All I could see was green, and so I tried to follow what she was telling me to do by just picking a little bit of the leaf. When she came back, she said, “No, no, no, you have to cut the bud. The bud has to be cut.” And she showed me quickly, and kind of furiously, what to do before heading off somewhere else in her garden. Then I tried again, but I couldn’t bring myself to cut as much as she did. Then she came back and saw that I had made no progress. She had tears in her eyes, and I think she thought to herself that I needed to see a specialist on account of my inability to follow her directions.
Fortunately, today’s Gospel teaches us a straightforward lesson: it hurts to grow, but grow we must. The most basic claim of Christianity is that we have been bound to Christ in an organic relationship that is deep. Growing into that relationship transforms us and changes us. As we are transformed and changed, parts of ourselves have to give way so that good growth can occur. All of that is possible because we have been made alive by God’s love.
Indeed, each of our readings for today speaks of God’s love as an organic, overflowing relationship. In our reading from Acts, we read about a eunuch who suddenly experiences the blessing of the Spirit and believes. Philip seeing that the Spirit is already active, that the love of God is already active, baptizes him.
Eunuchs were never allowed in the temple. They had wounded their bodies and they were considered unholy in the Judaism of Jesus’ day. That the Spirit of God rests on the eunuch bears testimony to the fact that, through Christ, love has become powerful enough to overflow the boundaries we construct, and the boundaries that we thought kept people from joining our sacred community.
In our reading from 1 John, we’re told that we must love on another because we are joined with Christ. We love because he has first loved us.
Finally, we have this incredible, powerful metaphor in today’s gospel of being connected to Christ in such a way that we grow and are pruned and are changed and are transformed. That is the heart of Christianity.
Have you ever been transformed? How has Christ’s love been present to you? Have you ever experienced the pain of pruning? I am not a cradle Episcopalian. I had a conversion experience when I was 16 years old. I went off to a boarding school and I was lonely. My parents were sacrificing everything to send me there, so I couldn’t tell them that I was miserable. I found myself praying out of desperation one night, and suddenly I became aware of God’s presence. That love meant for me that I would never be alone again.
In the days that followed, I decided to dedicate myself to perfecting my mind and body. So I became a better student. I had been a couch potato, but I decided I would take up a sport and I chose rowing because, more than any other sport, it rewarded hard work. So I began training.

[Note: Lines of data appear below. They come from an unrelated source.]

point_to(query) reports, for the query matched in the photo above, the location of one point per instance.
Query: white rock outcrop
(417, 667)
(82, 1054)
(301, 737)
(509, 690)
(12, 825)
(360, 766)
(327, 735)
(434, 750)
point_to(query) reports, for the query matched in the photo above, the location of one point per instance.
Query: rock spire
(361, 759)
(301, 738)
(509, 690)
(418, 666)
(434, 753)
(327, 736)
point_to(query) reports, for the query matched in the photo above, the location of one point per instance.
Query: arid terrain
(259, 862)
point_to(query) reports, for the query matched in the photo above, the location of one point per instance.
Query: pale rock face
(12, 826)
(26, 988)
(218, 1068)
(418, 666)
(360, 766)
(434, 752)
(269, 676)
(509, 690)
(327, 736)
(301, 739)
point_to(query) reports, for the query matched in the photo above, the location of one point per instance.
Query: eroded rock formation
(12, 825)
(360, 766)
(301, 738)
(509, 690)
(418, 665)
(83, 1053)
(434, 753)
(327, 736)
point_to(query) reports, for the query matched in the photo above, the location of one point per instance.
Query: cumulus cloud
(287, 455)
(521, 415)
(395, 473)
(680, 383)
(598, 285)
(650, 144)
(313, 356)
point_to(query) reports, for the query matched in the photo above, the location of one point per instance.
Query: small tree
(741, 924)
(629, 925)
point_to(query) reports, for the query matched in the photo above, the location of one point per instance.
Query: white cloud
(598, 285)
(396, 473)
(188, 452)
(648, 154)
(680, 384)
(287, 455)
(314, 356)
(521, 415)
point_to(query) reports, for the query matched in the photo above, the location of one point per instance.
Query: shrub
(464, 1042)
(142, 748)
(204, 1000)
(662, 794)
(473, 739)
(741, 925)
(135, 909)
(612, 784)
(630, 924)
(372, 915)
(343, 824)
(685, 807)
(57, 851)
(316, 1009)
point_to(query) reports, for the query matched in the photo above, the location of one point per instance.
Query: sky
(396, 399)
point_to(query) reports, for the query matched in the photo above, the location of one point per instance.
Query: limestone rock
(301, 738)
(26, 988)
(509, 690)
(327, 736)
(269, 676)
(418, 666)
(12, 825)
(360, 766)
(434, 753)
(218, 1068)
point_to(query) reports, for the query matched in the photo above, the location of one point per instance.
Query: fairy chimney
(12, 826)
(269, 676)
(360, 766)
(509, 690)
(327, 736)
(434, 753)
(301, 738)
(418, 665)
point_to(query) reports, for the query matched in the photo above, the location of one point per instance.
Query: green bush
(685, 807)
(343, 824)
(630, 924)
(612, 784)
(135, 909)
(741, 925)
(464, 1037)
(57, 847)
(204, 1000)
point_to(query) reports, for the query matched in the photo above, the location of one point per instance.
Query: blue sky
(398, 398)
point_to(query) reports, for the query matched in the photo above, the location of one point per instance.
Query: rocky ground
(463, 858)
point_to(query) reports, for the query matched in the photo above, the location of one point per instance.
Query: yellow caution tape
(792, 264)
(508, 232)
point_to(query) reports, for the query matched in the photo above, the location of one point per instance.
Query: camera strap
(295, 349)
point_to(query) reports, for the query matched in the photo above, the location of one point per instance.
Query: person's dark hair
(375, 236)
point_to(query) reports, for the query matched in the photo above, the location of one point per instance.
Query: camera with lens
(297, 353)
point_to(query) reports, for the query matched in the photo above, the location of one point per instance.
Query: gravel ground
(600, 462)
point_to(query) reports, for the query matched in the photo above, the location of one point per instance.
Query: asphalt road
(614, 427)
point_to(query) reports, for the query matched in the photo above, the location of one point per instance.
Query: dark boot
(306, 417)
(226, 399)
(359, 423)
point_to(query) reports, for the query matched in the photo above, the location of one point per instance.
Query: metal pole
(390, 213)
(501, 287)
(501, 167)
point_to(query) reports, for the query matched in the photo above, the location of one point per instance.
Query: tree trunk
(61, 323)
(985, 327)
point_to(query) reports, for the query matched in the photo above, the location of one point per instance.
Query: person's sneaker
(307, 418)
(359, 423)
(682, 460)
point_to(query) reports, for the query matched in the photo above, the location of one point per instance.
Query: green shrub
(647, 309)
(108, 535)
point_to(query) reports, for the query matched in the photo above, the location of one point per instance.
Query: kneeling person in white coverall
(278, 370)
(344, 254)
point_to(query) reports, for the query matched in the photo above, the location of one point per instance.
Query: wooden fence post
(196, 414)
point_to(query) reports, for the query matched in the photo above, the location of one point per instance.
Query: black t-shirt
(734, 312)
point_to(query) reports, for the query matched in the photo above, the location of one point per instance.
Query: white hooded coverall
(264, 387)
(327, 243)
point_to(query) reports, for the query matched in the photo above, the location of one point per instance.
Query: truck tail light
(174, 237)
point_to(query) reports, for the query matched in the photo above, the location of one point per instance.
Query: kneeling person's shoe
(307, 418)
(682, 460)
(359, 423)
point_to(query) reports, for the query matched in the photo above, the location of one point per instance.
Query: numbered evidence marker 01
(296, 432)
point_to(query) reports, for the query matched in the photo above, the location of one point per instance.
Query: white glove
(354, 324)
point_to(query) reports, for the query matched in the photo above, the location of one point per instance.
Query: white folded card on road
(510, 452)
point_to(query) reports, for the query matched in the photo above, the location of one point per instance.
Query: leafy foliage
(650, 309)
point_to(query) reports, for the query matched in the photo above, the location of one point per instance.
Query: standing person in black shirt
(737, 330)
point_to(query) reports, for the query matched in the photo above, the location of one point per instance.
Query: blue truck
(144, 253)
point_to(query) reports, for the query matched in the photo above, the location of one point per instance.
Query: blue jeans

Within two months, the coach of the crew team invited me to the spring training, and this signaled an incredible transformation. I had lost 50 pounds. After the first day, I thought I was going to die. My legs felt like cement. My back was killing me. My arms were tired and my hands looked like they had been put in a meat grinder. And I didn’t think I could do it. I’d worked really hard, but I didn’t think I could do it.
Then an upper classman in the team come up to me. He said, “How are you feeling?” I said, “Well, my legs are killing me. I’m cramping up. My hands feel like they’re going to fall off. My back is really sore. I’m not doing really well at all. I’m really kind of afraid that I’m not going to make it.”
He said to me, “Do your toes hurt?” I said, “No, actually, my toes are just fine.” He smiled and whispered, “They will.”
In that moment, I suddenly knew that I was part of the team. I knew that there was going to be nothing that was going to be too much for me to bear, because I knew if somebody else was hurting that much that I would make it through that pain as well.
What is God’s love for you today? How are you being pruned by the Spirit? In what way can you whisper a word of encouragement to someone else?